Star Trek 1095: Suspect

1095. Suspect

PUBLICATION: Star Trek: The Next Generation #76, DC Comics, October 1995

CREATORS: Michael Jan Friedman (writer), Ken Save and Shephard Hendrix (artists)

STARDATE: 48319.4 (follows the last issue)

PLOT: Riker's old roommate, Investigator Campisi, shows up on the Enterprise after the murderer of a several of the ship's former chief engineers. She accuses the eminently likable Lt. Farrell who was on each engineer's ship and may be targeting Geordi. The real killer turns out to be Campisi, or rather someone posing as her. Her father was the Utopia Planetia engineer who was meant to run the ship on her maiden voyage when MacDougal got it instead. It destroyed him, and now his daughter is on a rampage. Riker clued in that it wasn't his friend and ambushes her just as she's about to kill Geordi.

CONTINUITY: Charles H. Logan was the jerk chief engineer at odds with Geordi in The Arsenal of Freedom. Other chief engineers killed include Sarah MacDougal (The Naked Now) and Argyle (first seen in Where No One Has Gone Before). Lt. Farrell appeared in Phantasms and later in Generations. Barclay makes an appearance, as does Captain Rixx of the USS Thomas Paine (Conspiracy).

DIVERGENCES: Farrell also appears in Generations. According to the books, Argyle's name was Michael, not Terence, and he was killed under different circumstances (NF: Making a Difference).

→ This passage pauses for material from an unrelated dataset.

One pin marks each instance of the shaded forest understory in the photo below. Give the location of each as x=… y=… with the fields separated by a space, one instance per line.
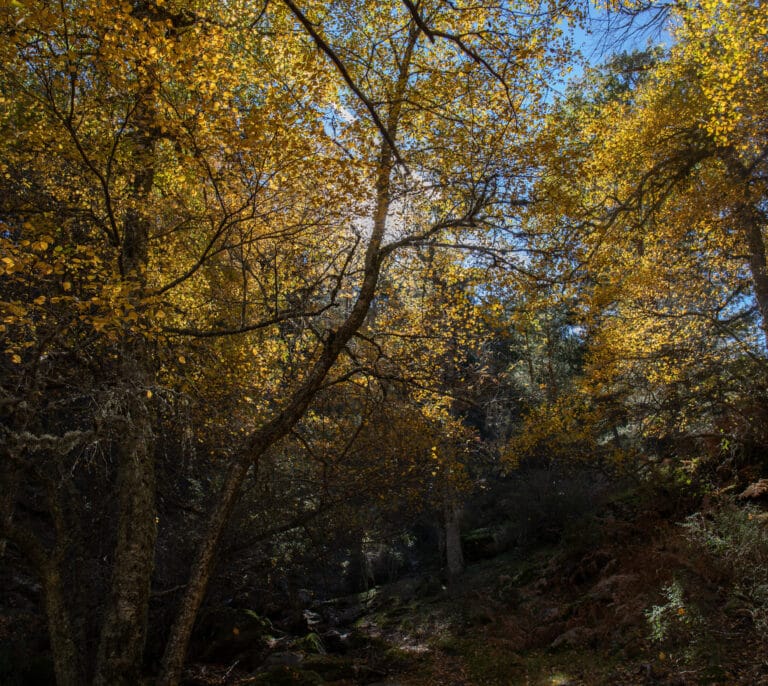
x=659 y=582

PANEL OF THE DAY - His neck is broken, but what's HER excuse for being so misshapen?
REVIEW: A highly unlikely mystery with pretty ugly art. Among the stuff that was hard to swallow, we have... A lieutenant who transfers to each of the target engineers' ships. A human villain who can 1) emulate a person she can't have known too well enough to fool even a close personal friend (laughably, Riker's only clue is that she mentions colors but is supposed to be color-blind), 2) is resistant to Troi's Betazoid powers, and 3) knows a surgeon who can change her face multiple times a year. She's also pretty crazy, and reveals her entire plan without prompting so that the good guys have a "confession". It's drivel, and an especially sad way for various characters with potential (in the extracanonical sense) to be killed off (mostly off-panel). One for other writers to ignore.